In the last year, the trust has received 33 requests for funding. In addition, it annually grants 10 scholarships of $2,000 each to college juniors, seniors or graduate students who are from Webster, Buena Vista or Palo Alto counties. Funding for the trust comes from 2,600 acres of farmland on eight farms it owns in those counties. Income for the trust depends on crop prices, Griffel said.

“Last year and this year have been very good years,” he said.

Trust assets also include the Smeltzer House on Scond Avenue South in Fort Dodge and four lots in the Oak Hill Historic District.

“The groups we help, they’re always very thankful,” Griffel said. “We try to help as many people and organizations as we can. Some would be hard-pressed to do stage productions. For them, rights to use music can be incredible. Without help they couldn’t make a go of it.”

The Fort Dodge Community Foundation is an independent, 501(c)3 public charity that enables people with philanthropic interests to support causes they care about in Fort Dodge, Webster County and north central Iowa. It oversees and manages more than $22 million of assets.

The history of philanthropic groups in Fort Dodge traces back to 1928 when a group of residents established theFort Dodge Community Chest. Frank W. Griffith, a noted local architect, was the board president and C.B. Smeltzer, a member of one of Fort Dodge’s founding families (and father of Ann Smeltzer), was the campaign chair. Mrs. R.P. Atwell served as the Women’s Division Chair. The campaign slogan was “Let’s Put a Feather in Fort Dodge’s Hat!” Red feathers were used throughout the community to signify participation in this first community-wide effort to meet local critical human needs through philanthropy.

In 1956, the board of directors of the Fort Dodge’s Community Chest voted to become a United Way affiliated organization and incorporated as United Way of Greater Fort Dodge. Then in July 2007, United Way of Greater Fort Dodge and the Community Foundation of Fort Dodge and North Central Iowa merged into one philanthropic organization. This collaborative model is the first of its kind in the nation, its director, Randy Kuhlman said,and offers the community and region a “one-stop-shop,” for community-based charitable giving.

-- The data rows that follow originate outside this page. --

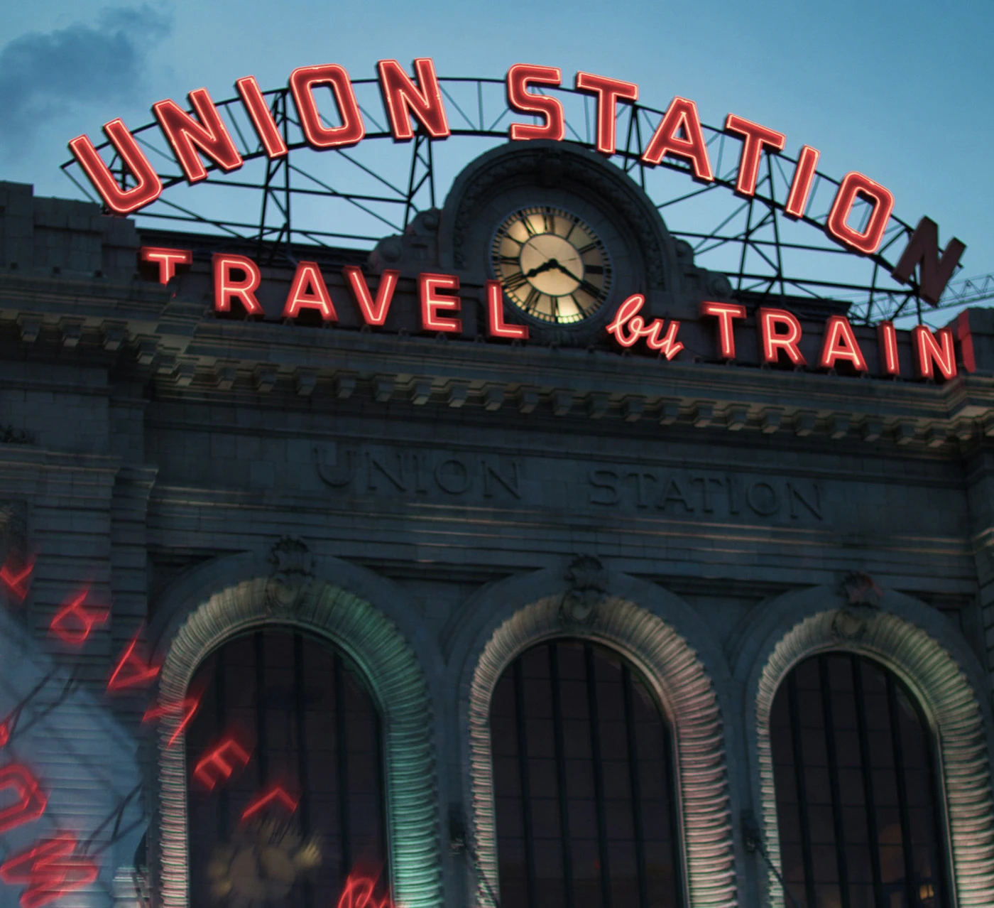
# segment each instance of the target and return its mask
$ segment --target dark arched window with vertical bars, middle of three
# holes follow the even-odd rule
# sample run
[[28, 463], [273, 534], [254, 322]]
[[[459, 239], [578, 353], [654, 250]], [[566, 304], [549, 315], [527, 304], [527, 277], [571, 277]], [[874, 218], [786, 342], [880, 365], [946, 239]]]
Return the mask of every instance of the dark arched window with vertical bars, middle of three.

Kuhlman, its director since 2009, said the foundation creates long-term assets and makes grants to better the community and improve its quality of life.

“Over the last five years, we have provided support for 70-80 organizations, most in Fort Dodge and Webster County and some around the state,” he said.

Grants through the foundation total, on average, about $1.3 million to $1.6 million annually.

The goal of its 17-member board of directors, which meets monthly, is “to help Fort Dodge become a better, more prosperous community,” Kuhlman said. Board members are: Susan Ahlers Leman, Dave Beekman, John Bruner, Matt Cosgrove, Leah Glasgo, Kellie Guderian, Chris Hayek, Jim Humes, Deb Johnson, Mike Johnson, Scott Johnson, Sarah Livingston, Scott McQueen, Lin Simpson, Troy Shaner, Jesse Ulrich and Lisa Wilson.

In considering causes or groups to support, he said, “We try to be as apolitical as we possibly can be. We have donors on both sides of the equation, and we don’t want to lose either of them. We’re kind of seen as Switzerland, so to speak. My biggest challenge is to make people who have wealth aware of what we do and how they can give back to their community. You find those people, talk to them, do friend-raising to make them aware of what we do. What’s touching your heart in your community.”

The foundation has developed a historical web site – https://www.fd-foundation.org/

“Fort Dodge and Webster County have a very robust history, but all of it is in files at the Historical Society at the public library…or in Roger Natte’s head (referring to the well-known Fort Dodge educator and historian),” Kuhlman said. “It’s been fun, educational and we’ve gotten a lot of positive feedback.”